I was looking for an easy way to create blogs for a while, and I stumbled upon TiddlyWiki I think it is safe to say that there is a completely new set of applications hanging around which are breaking new ground compared to the classical way of working with C/C++/Java whatever. TiddlyWiki is a single HTML (!) file, and it is programmed in Html, CSS and Javascript. A similar revelation was Scrapbook, which is a little Firefox extension which allows you to capture the webpages you are visiting, and potentially edit and comment them. (Here editing mostly refers to cleanup – in sense of removing all the adds, links and other @#$% which infects todays pages – it is providing a little tool called the DOM Eraser for this). I was looking of the source for a while – and then I realized that the whole thing is implemented in JavaScript – and it was a 65KB (!) download. And inevitably, one needs to think about all the AJAX (supposedly, asynchronous javascript and xml) type of interfaces which are popping up everywhere.

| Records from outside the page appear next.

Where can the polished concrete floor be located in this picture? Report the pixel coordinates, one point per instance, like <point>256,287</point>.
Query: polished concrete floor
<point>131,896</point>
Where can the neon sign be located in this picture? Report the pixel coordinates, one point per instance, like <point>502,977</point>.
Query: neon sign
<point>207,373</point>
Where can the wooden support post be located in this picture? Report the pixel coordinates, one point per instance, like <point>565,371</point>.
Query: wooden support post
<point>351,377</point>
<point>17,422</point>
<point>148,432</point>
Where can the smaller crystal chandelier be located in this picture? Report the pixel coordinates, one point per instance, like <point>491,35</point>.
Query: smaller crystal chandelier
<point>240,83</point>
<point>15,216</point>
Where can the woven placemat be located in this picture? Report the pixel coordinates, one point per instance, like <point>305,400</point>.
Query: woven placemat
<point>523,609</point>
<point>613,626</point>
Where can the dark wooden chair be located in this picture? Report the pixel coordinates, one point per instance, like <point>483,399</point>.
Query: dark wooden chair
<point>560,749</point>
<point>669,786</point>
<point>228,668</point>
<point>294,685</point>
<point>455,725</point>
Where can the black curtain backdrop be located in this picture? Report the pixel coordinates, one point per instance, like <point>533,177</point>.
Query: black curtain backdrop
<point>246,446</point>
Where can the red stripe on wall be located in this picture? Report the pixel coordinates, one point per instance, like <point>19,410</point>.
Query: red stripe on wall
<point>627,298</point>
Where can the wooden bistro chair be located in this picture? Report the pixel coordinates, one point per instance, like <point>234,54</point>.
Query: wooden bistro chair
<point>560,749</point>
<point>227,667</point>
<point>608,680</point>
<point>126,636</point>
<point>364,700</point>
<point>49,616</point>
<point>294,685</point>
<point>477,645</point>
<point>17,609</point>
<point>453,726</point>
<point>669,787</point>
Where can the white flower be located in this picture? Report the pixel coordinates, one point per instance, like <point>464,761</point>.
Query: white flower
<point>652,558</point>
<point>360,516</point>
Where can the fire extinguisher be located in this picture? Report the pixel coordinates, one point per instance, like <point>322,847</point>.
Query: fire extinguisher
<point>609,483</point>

The most obvious ones being the Google mail and mapping applications – but of course there are many others – including most of the new online mailers from Microsoft and Yahoo. I am ambivalent about all this furry of new applications:

  • they put back the fun in hacking – they allow very small applications to be useful – this was not true for a long time.
    • BUT: they are annoyingly hackish and spend a lot of effort to do things for which clean implementations exist. Designing active user interfaces in HTML is an unqualified nightmare (and that includes tag libraries, server faces etc). And that when user interface libraries are the poster child of clean object oriented design! Seems like a step back to me.
  • the apps are undoubtedly cool and useful. I use them all the time.
    • BUT: they won’t scale. I am not talking of GMail AJAX – obviously what you see in a single page can be handled, and everything else goes on the server side, whatever that be. But unfortunately TiddlyWiki and Scrapbook can not become the big generalized knowledge repositories we are all dreaming of – their architecture simply does not permit this.

Tabbed console in Windows XP

Thursday, July 6th, 2006

Guess what, I can finally do the same thing in Windows XP what I could do in KDE for about five years: namely have a tabbed command line. Which means that I can log in to multiple remote hosts and I don’t need to clutter my desktop with 100 open CMD terminals, which by the way, have the wonderful property that they show up exactly identical on the task list. And they also change their order in the Ctrl-Tab list, such that you can never remember which is which. Ok, so the miracle software is Console, it was written by a fellow called Marko Bozikovic. Thanks Marko!
Ok, so this is not the whole thing, of course, because then you need a command line ssh client. The whole thing was that I kept waiting for putty to become multitab, no? So there is a command line interface to putty, called plink. I have thrown both of them in a directory in the path, and then I can type plink in the Console. Rather cool.